Random walks: an elementary approach. Imagine an atom jiggling around randomly in a hot gas. On average, it travels some distance $\ell$ between collisions. How far does it travel after $n$ collisions? Given some fairly mild assumptions, the answer is surprisingly

\[d \sim \ell \sqrt{n}.\]

If it travelled in a straight line, the distance would be $d = \ell n$. Randomness apparently reduces the linear power $n^1$ to a square root $n^{1/2}$.
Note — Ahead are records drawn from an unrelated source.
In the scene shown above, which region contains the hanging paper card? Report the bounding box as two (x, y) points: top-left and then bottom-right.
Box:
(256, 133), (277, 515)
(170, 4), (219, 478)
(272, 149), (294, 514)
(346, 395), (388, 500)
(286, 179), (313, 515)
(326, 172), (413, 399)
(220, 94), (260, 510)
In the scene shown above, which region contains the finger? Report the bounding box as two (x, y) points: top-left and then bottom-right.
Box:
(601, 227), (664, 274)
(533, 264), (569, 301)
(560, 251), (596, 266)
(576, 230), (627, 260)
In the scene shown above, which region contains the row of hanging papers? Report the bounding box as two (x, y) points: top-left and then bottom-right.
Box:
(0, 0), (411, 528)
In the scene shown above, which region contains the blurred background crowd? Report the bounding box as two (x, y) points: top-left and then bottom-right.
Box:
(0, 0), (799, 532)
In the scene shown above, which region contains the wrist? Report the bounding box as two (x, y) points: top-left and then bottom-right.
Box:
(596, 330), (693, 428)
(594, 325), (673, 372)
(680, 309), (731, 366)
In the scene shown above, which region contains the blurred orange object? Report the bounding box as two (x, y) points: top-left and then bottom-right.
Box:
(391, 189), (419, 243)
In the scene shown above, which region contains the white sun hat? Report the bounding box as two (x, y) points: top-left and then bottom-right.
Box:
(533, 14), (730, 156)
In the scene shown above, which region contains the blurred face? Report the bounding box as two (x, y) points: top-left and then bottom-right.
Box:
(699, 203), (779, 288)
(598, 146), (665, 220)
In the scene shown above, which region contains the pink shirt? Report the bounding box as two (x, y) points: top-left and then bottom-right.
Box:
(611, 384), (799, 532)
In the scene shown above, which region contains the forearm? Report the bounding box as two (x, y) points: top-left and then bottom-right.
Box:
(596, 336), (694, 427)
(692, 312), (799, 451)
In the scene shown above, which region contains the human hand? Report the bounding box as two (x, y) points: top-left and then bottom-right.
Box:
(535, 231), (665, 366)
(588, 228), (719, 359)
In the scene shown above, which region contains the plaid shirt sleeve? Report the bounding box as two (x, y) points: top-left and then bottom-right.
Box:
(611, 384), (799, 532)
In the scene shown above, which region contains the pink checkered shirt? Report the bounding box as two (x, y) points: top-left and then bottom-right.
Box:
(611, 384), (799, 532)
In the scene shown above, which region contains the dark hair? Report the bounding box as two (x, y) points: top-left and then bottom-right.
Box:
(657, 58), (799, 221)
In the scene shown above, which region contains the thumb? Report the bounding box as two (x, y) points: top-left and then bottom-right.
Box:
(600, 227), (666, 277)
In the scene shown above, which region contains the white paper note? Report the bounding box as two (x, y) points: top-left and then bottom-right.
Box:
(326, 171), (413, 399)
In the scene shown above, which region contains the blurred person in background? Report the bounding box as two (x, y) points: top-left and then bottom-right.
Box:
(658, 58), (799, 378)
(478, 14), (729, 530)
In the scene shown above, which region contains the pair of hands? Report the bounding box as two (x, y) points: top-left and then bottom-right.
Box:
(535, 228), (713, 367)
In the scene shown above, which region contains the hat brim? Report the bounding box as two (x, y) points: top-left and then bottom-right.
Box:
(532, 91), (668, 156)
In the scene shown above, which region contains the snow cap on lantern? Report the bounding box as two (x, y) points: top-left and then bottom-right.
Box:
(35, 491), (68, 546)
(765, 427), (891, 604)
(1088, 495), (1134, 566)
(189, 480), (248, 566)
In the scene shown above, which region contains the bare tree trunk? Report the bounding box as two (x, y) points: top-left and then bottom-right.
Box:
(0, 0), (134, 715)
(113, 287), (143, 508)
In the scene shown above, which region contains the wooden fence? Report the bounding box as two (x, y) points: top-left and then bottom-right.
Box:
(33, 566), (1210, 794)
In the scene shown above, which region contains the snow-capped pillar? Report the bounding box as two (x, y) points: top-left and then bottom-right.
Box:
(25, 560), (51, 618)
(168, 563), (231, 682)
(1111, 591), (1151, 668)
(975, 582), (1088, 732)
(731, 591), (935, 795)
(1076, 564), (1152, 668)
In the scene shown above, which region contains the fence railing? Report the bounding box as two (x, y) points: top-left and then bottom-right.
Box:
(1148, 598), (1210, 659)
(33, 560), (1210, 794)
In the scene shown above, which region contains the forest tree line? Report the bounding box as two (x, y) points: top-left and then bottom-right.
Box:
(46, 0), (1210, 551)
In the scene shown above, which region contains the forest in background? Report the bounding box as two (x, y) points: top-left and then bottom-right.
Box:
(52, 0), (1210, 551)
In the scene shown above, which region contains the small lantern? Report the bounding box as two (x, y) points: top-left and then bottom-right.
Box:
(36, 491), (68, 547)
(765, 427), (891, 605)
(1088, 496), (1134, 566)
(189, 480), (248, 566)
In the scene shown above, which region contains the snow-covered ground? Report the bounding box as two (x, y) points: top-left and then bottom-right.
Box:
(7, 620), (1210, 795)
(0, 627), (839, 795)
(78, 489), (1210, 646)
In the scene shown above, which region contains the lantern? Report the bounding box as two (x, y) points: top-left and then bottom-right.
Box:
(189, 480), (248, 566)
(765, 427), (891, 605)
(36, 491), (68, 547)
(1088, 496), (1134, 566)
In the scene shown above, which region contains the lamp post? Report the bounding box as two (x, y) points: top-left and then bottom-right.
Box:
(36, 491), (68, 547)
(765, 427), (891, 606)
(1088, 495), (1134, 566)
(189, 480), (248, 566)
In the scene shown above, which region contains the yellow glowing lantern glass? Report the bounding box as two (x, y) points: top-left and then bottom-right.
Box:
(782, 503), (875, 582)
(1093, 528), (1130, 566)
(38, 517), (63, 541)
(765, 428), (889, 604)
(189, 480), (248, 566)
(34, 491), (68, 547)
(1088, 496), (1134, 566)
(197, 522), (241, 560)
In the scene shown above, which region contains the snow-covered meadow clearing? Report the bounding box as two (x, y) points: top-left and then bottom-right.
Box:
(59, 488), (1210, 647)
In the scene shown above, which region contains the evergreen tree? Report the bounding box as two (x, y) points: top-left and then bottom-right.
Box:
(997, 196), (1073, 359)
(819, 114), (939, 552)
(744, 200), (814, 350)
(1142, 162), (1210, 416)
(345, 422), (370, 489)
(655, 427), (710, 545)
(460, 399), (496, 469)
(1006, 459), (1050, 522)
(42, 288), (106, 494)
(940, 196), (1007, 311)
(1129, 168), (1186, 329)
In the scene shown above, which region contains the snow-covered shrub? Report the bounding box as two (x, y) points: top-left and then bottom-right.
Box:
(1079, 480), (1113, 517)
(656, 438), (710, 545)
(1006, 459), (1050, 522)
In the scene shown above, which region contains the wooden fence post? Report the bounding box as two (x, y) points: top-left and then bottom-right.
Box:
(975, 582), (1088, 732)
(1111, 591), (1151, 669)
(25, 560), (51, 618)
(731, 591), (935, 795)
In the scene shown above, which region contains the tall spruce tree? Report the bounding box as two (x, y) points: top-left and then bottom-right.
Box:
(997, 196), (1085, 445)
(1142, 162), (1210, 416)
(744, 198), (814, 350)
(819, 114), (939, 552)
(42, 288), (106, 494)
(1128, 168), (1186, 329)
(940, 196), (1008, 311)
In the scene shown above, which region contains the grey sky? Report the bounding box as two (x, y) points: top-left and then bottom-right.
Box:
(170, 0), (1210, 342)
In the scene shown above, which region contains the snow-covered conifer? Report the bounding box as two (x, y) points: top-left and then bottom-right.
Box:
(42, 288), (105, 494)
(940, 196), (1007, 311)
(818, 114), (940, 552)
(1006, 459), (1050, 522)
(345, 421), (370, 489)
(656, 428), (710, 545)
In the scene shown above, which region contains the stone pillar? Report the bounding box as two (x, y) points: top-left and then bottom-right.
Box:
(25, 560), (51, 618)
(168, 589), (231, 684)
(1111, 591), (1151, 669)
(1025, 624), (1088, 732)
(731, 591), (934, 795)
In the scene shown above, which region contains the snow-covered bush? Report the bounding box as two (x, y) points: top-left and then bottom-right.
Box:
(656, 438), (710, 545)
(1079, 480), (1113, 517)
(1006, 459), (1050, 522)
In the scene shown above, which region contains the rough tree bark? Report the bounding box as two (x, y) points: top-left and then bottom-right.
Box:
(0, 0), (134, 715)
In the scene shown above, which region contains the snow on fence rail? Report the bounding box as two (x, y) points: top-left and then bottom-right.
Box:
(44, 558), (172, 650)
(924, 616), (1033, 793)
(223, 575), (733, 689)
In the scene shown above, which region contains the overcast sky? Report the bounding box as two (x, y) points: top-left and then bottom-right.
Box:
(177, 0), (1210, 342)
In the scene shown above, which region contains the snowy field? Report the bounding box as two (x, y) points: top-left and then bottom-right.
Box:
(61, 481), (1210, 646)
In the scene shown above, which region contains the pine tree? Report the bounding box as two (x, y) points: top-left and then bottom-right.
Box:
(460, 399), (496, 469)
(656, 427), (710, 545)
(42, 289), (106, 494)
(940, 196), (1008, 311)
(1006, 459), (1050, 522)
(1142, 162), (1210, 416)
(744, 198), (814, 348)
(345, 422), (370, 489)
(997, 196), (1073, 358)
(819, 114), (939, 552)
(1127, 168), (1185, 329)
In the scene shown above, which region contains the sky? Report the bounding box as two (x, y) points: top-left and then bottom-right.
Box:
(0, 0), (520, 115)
A particle (orange) jittering randomly in a gas.

To see how this happens, let’s start watching an atom as it bounces around, and label its displacement after the $i$th step $\vec{s}_i$. The arrow on top reminds us that displacement is a vector, with an associated direction in space, and not just a number. Since the distance between collisions is on average $\ell$, we have $|\vec{s}_i| = \ell$ and hence $|\vec{s}_i|^2 = \ell^2$. After $n$ collisions, the total displacement is

\[\vec{x} = \vec{s}_1 + \vec{s}_2 + \cdots + \vec{s}_n.\]

How can we calculate the length of $\vec{x}$? The trick is to square it, yielding

\[|\vec{x}|^2 = (\vec{s}_1 + \vec{s}_2 + \cdots + \vec{s}_n)^2 = |\vec{s}_1|^2 + |\vec{s}_2|^2 + \cdots +|\vec{s}_n|^2 + \text{cross-terms}.\]

This is a generalisation of the familiar algebraic fact that

\[(x+y)^2 = x^2 + y^2 + 2xy = x^2 + y^2 + \text{cross-terms}.\]

We can picture what’s going on using squares.

Total length squared (black) is made up of steps squared (orange) and cross-terms (blue).

The cross-terms are things like $\vec{s}_1 \cdot \vec{s}_2$, $\vec{s}_2 \cdot \vec{s}_3$, and so on. Although it obey similar algebraic properties to normal multiplication, the $\cdot$ in terms like $\vec{s}_1\cdot \vec{s}_2$ has a special geometric interpretation: it tells us how aligned the vectors $\vec{s}_1$ and $\vec{s}_2$ are. Since these are random steps, we don’t really care about any two specific steps, but rather how aligned they are on average. If vectors are not aligned on average, then the cross-terms vanish, and as claimed we will have

\[d^2 \sim s_1^2 + s_2^2 + \cdots s_n^2 = n\ell^2 \quad \Longrightarrow \quad d \sim \ell \sqrt{n},\]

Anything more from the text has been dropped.